As Apple marks 50 years since its founding by Steve Jobs and Steve Wozniak, its legacy includes both transformative successes and notable failures.
The iPod, launched in 2001, revolutionised how people listened to music. While MP3 players already existed, Apple made them simple, stylish, and easy to use. Combined with iTunes, it helped bring legal digital music into the mainstream and reshaped the music industry.
The iPhone, introduced in 2007, had an even bigger impact. It merged a phone, music player, and internet device into one, setting the template for modern smartphones. Today, it influences how people communicate, work, shop, and consume media globally.
The Apple Watch, released in 2015 under CEO Tim Cook, pushed wearable technology into everyday life. With features like fitness tracking, heart monitoring, and notifications, it became not just a gadget but a health and lifestyle tool, dominating the smartwatch market.
Not all Apple products succeeded. The Apple Lisa, launched in 1983, was technologically advanced with a graphical interface and mouse, but its extremely high price meant it failed commercially. It showed that innovation needs the right pricing and audience to succeed.

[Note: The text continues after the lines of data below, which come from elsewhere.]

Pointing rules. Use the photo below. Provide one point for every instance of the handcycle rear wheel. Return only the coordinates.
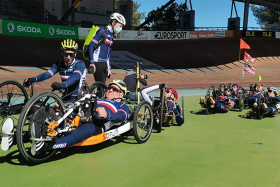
(143, 122)
(13, 96)
(209, 94)
(38, 110)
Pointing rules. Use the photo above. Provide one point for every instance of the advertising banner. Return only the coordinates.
(170, 35)
(127, 60)
(268, 34)
(135, 35)
(220, 34)
(18, 28)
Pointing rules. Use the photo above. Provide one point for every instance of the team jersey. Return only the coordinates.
(73, 76)
(117, 112)
(102, 53)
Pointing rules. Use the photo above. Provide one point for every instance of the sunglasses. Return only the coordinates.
(67, 54)
(114, 89)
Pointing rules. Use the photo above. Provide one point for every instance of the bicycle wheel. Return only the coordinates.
(13, 96)
(95, 89)
(241, 101)
(143, 122)
(40, 110)
(210, 93)
(161, 116)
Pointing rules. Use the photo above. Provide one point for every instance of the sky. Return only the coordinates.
(208, 13)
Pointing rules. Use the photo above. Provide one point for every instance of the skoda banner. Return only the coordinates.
(18, 28)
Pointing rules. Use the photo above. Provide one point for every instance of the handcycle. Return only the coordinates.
(215, 95)
(13, 97)
(51, 113)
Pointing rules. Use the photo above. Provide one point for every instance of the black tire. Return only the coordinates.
(143, 121)
(209, 94)
(13, 97)
(94, 89)
(241, 101)
(161, 116)
(39, 102)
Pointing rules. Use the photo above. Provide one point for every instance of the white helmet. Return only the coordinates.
(273, 89)
(118, 17)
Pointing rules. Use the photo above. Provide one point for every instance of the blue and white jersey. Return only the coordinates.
(73, 76)
(103, 52)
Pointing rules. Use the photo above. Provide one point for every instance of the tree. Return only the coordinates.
(137, 16)
(169, 18)
(265, 15)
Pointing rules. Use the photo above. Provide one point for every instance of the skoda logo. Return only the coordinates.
(11, 27)
(51, 31)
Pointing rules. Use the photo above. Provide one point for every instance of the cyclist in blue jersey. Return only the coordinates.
(71, 70)
(100, 58)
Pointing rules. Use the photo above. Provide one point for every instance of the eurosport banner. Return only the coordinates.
(135, 35)
(268, 34)
(170, 35)
(126, 60)
(18, 28)
(202, 34)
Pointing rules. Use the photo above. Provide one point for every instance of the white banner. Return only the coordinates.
(135, 35)
(170, 35)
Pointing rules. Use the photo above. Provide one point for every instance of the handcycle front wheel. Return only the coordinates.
(143, 122)
(13, 96)
(39, 111)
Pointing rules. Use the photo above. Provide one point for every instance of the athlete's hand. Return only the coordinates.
(27, 82)
(101, 112)
(56, 86)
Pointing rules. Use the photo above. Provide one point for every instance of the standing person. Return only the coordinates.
(71, 70)
(100, 57)
(131, 83)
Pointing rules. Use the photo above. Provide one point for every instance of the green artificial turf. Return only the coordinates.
(207, 150)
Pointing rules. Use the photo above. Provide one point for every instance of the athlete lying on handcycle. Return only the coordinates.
(107, 110)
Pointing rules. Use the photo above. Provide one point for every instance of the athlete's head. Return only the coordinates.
(171, 92)
(116, 90)
(69, 50)
(117, 21)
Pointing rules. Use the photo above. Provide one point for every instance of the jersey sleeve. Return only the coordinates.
(51, 72)
(95, 40)
(76, 76)
(121, 115)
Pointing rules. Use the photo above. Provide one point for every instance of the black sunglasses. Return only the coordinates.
(67, 54)
(114, 89)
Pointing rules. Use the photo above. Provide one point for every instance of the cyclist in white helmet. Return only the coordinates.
(100, 48)
(273, 101)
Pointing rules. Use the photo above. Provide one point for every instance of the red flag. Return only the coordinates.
(248, 58)
(249, 68)
(244, 45)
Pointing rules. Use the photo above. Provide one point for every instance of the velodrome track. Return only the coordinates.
(215, 150)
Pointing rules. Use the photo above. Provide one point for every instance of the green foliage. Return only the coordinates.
(265, 15)
(137, 17)
(168, 18)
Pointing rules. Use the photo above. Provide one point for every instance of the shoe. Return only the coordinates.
(7, 134)
(201, 102)
(212, 102)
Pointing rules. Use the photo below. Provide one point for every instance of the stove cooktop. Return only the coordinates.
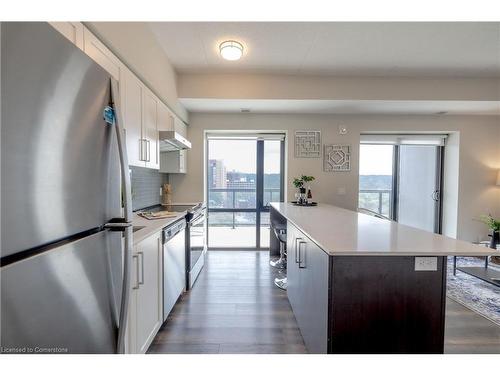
(172, 208)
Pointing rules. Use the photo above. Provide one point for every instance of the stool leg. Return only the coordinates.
(281, 262)
(281, 282)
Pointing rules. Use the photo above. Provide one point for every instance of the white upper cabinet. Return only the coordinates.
(102, 55)
(71, 30)
(150, 129)
(180, 127)
(133, 112)
(143, 113)
(165, 118)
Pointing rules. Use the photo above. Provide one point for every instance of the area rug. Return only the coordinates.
(472, 292)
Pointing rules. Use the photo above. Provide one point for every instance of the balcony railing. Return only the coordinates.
(377, 200)
(237, 201)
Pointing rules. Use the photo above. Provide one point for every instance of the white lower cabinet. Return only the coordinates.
(307, 276)
(146, 302)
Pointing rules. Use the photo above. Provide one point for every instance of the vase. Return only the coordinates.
(495, 239)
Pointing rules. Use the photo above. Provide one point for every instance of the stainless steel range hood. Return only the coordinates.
(173, 141)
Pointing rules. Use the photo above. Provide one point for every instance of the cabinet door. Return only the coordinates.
(133, 120)
(165, 118)
(307, 275)
(102, 55)
(180, 127)
(149, 300)
(150, 129)
(98, 52)
(71, 30)
(183, 161)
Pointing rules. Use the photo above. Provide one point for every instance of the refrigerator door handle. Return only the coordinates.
(127, 203)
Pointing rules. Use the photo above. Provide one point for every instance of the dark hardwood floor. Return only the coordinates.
(235, 308)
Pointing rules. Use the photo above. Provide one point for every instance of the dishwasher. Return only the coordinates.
(174, 264)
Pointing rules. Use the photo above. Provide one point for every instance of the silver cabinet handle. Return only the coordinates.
(144, 149)
(142, 267)
(297, 251)
(300, 257)
(136, 257)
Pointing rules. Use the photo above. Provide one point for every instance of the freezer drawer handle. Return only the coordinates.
(136, 257)
(142, 267)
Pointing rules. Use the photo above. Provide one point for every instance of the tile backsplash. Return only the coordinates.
(146, 184)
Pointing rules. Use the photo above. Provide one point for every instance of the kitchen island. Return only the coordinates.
(360, 284)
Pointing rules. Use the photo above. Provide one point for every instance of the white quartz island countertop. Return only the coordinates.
(341, 232)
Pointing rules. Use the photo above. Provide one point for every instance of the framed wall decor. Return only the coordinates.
(337, 158)
(308, 144)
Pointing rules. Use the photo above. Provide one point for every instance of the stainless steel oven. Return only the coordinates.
(196, 247)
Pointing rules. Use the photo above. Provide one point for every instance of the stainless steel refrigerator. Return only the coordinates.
(65, 198)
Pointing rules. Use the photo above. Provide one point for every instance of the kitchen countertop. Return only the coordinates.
(151, 226)
(343, 232)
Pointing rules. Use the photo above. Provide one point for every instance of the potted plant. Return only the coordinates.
(494, 225)
(299, 184)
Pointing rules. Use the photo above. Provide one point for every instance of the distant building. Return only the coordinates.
(217, 176)
(238, 180)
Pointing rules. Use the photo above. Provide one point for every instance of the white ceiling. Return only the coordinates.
(337, 48)
(379, 107)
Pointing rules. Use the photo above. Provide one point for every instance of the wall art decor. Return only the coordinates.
(337, 158)
(307, 144)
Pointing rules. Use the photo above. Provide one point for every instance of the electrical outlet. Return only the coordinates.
(425, 263)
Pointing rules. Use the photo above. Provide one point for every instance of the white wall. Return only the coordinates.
(276, 86)
(478, 159)
(137, 47)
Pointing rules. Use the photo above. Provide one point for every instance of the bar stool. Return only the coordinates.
(280, 282)
(280, 233)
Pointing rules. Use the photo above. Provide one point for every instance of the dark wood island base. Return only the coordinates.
(382, 305)
(364, 304)
(359, 284)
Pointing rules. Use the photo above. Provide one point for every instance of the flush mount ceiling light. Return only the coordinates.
(231, 50)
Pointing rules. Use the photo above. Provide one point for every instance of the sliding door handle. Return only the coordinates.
(141, 254)
(436, 195)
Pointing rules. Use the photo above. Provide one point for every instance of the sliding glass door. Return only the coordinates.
(400, 179)
(244, 174)
(419, 176)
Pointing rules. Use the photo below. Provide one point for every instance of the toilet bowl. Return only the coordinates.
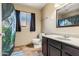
(37, 42)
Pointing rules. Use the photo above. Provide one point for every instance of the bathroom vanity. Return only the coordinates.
(52, 46)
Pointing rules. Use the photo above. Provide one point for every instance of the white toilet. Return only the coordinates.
(37, 41)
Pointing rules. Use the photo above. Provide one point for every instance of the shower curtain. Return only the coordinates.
(8, 28)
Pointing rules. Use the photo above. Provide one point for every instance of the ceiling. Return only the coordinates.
(35, 5)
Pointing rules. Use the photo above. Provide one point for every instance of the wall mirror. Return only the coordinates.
(68, 15)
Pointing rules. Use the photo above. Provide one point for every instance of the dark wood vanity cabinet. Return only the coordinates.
(51, 47)
(68, 50)
(54, 48)
(53, 51)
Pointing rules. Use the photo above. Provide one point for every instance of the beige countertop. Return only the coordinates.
(71, 40)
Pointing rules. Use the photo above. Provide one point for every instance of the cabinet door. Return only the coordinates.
(70, 50)
(53, 51)
(44, 46)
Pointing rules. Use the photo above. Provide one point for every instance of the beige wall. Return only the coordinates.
(49, 22)
(25, 36)
(0, 30)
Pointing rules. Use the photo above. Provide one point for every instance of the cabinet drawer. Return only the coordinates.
(70, 50)
(53, 51)
(54, 43)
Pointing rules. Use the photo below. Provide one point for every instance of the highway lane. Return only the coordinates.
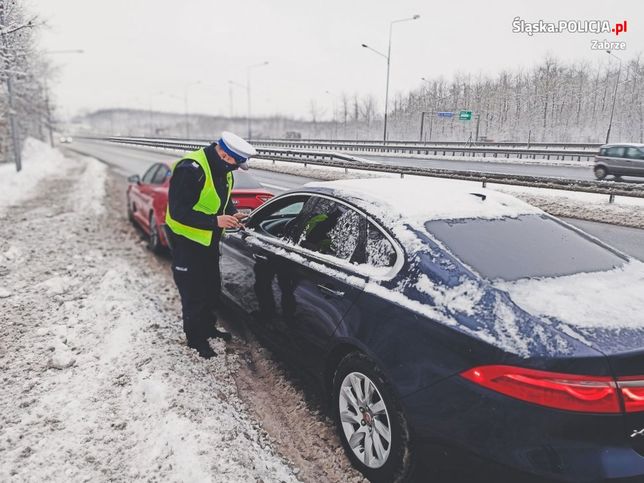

The butterfly keyboard, introduced in 2015 for MacBooks, was designed to make laptops thinner. However, it became widely criticised for reliability issues and poor typing experience, forcing Apple to scrap it within a few years.
More recently, the Vision Pro headset has struggled to gain traction. Despite being Apple’s big step into mixed reality, its high cost, bulky design, and limited content have made it less appealing to mainstream users.
Together, these products highlight Apple’s influence: when it gets things right, it reshapes entire industries—but even the most powerful tech company doesn’t always succeed.